Su teatro —del que La música es una de las piezas más delicadas y reveladoras— nace de esa necesidad de confrontar al espectador con lo invisible: con los sentimientos que sobreviven al final del amor. Su escritura, desnuda y poética, convierte lo cotidiano en trascendente, lo íntimo en universal.
Una obra que resuena más allá del silencio
La música es un duelo y una celebración. Una elegía del amor que fue y del amor que no puede dejar de ser. Su fuerza no está en la trama, sino en el ritmo interior con el que se enfrenta a la pérdida.

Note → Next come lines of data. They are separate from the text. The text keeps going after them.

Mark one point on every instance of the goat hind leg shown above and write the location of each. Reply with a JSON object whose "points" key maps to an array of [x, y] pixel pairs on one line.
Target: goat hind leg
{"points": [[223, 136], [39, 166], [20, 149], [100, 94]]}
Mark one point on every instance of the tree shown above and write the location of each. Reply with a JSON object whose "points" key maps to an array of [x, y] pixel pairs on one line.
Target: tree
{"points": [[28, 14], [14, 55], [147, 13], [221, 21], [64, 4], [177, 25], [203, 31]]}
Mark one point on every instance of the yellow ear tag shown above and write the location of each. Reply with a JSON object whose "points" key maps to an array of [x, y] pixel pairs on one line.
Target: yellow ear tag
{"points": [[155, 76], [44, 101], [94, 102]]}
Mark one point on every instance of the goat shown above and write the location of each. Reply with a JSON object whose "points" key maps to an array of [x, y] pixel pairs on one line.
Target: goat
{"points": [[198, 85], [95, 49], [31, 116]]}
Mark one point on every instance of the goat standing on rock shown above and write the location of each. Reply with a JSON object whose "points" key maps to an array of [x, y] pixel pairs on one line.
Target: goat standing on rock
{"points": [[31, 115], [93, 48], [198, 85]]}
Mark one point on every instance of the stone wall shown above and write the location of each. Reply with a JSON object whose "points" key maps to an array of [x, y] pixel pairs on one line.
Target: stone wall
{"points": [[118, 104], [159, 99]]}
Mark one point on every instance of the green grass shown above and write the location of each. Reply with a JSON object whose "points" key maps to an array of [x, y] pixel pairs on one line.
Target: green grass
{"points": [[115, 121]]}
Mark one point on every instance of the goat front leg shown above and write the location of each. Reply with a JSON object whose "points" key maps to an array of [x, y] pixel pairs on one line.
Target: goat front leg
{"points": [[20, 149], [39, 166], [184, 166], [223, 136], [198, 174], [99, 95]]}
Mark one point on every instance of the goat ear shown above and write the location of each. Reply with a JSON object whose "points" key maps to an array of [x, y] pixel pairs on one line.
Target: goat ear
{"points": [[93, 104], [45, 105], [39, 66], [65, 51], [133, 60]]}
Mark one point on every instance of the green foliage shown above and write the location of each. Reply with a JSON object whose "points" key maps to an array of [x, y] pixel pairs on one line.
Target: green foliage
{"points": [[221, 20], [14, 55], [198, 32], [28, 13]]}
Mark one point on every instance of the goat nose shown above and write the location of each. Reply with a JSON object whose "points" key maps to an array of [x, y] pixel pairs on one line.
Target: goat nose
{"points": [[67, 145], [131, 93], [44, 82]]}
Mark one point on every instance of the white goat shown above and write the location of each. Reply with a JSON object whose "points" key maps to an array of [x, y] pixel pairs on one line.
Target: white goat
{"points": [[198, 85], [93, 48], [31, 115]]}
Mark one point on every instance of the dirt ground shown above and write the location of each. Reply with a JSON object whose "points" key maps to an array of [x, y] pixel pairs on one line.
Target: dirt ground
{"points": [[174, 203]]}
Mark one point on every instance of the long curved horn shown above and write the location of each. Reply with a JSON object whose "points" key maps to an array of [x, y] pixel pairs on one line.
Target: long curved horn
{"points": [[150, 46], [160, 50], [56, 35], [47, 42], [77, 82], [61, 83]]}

Cuando amanece, los protagonistas deben separarse. Pero lo vivido —esas horas de palabras y silencios— se queda flotando, como una melodía imposible de olvidar. Duras lo sabía: la música del amor no se apaga, sólo cambia de tono.
Con la dirección precisa de Magüi Mira y la interpretación soberbia de Ana Duato y Darío Grandinetti, el Teatro Olympia presenta un espectáculo que no sólo se ve: se siente. Un encuentro entre dos gigantes de la interpretación y una autora eterna.